The answer takes its time coming, but when it arrives she knows it’s right. Because something bad is going to happen. The kind of thing people ask questions about later.

But it’s not as though she has a choice. She has to go up there. And what could be worse than the way things are now?

She looks at her palm again, at the words she’d written on it only a few minutes earlier, so she’d remember what the Sour Man said. He told her he’d kill her if she forgot, and she used the pen she’d found to write them down.

Two sums of money, both large, one for her and one for him, the word garage, an apartment number, and a name. And the word knife. The money was what she’d get if she did what she was told, and the knife was what she’d get if she didn’t.

But she couldn’t.

But she has to.

An apartment number, the apartment number. On the eighth floor.

The apartment number.

For a light-headed moment, she thinks she’ll turn and run, let him catch her, let him kill her. Her fingers have cramped around the railing she’s been clinging to while the earth heaved and shuddered beneath her. She’s working to loosen her fingers when bright, bright light sweeps over her. She takes an involuntary step back, her arm, with its fingers still clinging to the rail, goes taut like a rope, and she hears the car and watches it go by, angling down the driveway on the other side of the rail as a huge metal door rackets itself open with a squeal that tells her that the door needs to be oiled. She once lived in a house where people seemed to listen all the time, just so they could get angry when she made noise, and she had learned to oil hinges.

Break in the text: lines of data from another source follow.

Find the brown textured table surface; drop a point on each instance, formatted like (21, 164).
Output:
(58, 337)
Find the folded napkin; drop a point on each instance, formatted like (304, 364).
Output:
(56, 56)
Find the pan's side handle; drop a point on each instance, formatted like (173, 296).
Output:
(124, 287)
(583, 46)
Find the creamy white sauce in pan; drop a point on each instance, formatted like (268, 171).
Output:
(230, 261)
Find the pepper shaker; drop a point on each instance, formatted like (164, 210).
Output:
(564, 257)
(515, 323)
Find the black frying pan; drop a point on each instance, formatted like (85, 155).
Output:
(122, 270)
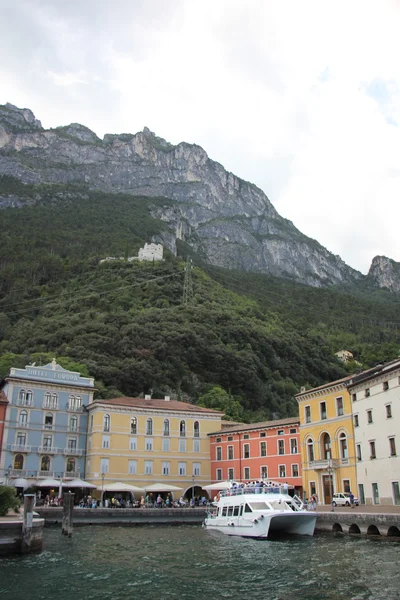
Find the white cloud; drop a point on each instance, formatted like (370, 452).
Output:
(302, 98)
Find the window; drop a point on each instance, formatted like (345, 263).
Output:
(343, 446)
(392, 446)
(45, 463)
(48, 421)
(358, 452)
(372, 450)
(322, 408)
(310, 450)
(23, 418)
(339, 406)
(106, 423)
(70, 467)
(19, 462)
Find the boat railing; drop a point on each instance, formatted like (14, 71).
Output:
(239, 491)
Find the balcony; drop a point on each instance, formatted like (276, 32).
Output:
(74, 451)
(48, 450)
(323, 464)
(20, 448)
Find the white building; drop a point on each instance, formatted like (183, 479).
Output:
(376, 415)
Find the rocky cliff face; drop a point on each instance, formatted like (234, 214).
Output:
(229, 221)
(385, 273)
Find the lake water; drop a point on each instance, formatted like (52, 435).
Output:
(158, 563)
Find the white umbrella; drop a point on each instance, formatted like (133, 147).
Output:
(20, 482)
(121, 487)
(162, 487)
(218, 485)
(49, 483)
(80, 483)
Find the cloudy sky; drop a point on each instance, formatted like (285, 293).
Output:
(300, 97)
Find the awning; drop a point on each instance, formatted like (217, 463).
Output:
(162, 487)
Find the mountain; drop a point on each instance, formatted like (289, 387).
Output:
(229, 222)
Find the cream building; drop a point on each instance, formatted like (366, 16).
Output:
(141, 441)
(376, 416)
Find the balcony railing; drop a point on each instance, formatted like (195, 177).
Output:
(20, 448)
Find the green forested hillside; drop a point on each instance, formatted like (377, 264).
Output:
(249, 340)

And it seems to her that years of her life have come down to this squealing moment, to this choice: which way to run—in, behind the car, or away, to—to what? Into the arms of the Sour Man, into the pincers of his fingernails? Or those dogs?

She doesn’t, she tells herself, really believe in that cage full of dogs.

But.

But she has to go in, no matter what.

She ducks beneath the handrail, her back emitting a startled cramp of protest, and then she windmills her arms, unprepared for the slope of the driveway—steeper than it looks—and, as the door begins to rumble its way back down, she leans forward, against the pull of her back, to slip beneath it. Ahead of her, she sees the car’s red brake lights brighten and die as it comes to a stop, and she ducks behind the car nearest to her.

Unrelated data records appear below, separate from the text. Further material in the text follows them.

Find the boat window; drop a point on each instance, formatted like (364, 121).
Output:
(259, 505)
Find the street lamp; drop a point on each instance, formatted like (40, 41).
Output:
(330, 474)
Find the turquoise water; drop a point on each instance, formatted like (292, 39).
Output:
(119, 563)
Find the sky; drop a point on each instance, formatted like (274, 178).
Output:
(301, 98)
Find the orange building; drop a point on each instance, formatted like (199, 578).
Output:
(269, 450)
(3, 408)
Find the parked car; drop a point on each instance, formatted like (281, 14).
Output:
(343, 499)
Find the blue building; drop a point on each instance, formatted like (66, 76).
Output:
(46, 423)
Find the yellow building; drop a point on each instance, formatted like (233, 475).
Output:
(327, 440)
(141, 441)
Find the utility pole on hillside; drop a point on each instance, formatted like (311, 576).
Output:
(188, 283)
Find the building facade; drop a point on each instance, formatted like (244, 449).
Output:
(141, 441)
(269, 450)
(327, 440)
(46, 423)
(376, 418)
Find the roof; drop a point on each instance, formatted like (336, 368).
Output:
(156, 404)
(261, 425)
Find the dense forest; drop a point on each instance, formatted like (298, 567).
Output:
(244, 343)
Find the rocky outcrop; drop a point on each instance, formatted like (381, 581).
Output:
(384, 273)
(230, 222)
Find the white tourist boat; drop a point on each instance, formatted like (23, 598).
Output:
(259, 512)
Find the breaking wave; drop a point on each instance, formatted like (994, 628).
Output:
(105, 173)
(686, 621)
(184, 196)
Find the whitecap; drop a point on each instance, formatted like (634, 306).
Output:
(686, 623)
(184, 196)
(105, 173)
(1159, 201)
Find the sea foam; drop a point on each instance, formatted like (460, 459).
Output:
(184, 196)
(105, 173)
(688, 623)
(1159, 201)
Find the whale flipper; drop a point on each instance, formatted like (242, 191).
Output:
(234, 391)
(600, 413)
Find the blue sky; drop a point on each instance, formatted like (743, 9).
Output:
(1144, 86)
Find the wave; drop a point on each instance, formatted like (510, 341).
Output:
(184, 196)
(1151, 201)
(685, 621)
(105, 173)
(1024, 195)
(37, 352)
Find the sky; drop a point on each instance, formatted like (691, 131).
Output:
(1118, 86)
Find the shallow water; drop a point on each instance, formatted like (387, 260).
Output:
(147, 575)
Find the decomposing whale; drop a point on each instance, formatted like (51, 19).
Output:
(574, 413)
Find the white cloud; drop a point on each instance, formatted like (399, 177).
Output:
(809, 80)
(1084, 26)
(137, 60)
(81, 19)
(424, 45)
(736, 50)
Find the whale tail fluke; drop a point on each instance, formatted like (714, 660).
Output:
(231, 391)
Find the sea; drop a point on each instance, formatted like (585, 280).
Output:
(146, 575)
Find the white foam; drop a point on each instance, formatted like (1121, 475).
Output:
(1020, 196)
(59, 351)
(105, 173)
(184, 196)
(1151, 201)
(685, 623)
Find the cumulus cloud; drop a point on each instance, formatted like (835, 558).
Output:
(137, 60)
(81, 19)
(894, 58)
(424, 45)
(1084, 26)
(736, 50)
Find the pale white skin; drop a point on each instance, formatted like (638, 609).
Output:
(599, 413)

She’s panting as though she’s run a mile, and it feels like something is literally swelling toward explosion in the center of her chest. She has a vision of herself dissolving into tiny pieces and then ballooning outward with the force of the blast, and when it doesn’t happen she finds herself wishing that it had. There’s a ragged sound in her ears. It takes her a moment to identify it as her own breathing.

A woman laughs, the melody echoing off the hard surfaces of the garage. A car door chunks closed, a sound so solid that, for a moment, it offers her a kind of comfort. There are solid things in the world; it’s not all wisps of memory and fear and regret and street music.

Without being aware she’s doing it, she pats the envelope in her pocket: one, two. Maybe later tonight, when this is finished, but then it seems to be inescapably true that this will never be finished. She has no idea how long she has hung suspended there, dangling from that thought like someone at the end of a rope, when she hears a muffled bell and recognizes it: the elevator, announcing its arrival on a distant floor. It will be empty now. Closing her eyes, she feels her way around the car and then, with her eyes half-closed and her head down so she can see only her feet and a bit of the concrete directly ahead of them, she listens to her shoes rasp as she drags them across the hard gray floor toward the elevator. Toward the eighth floor.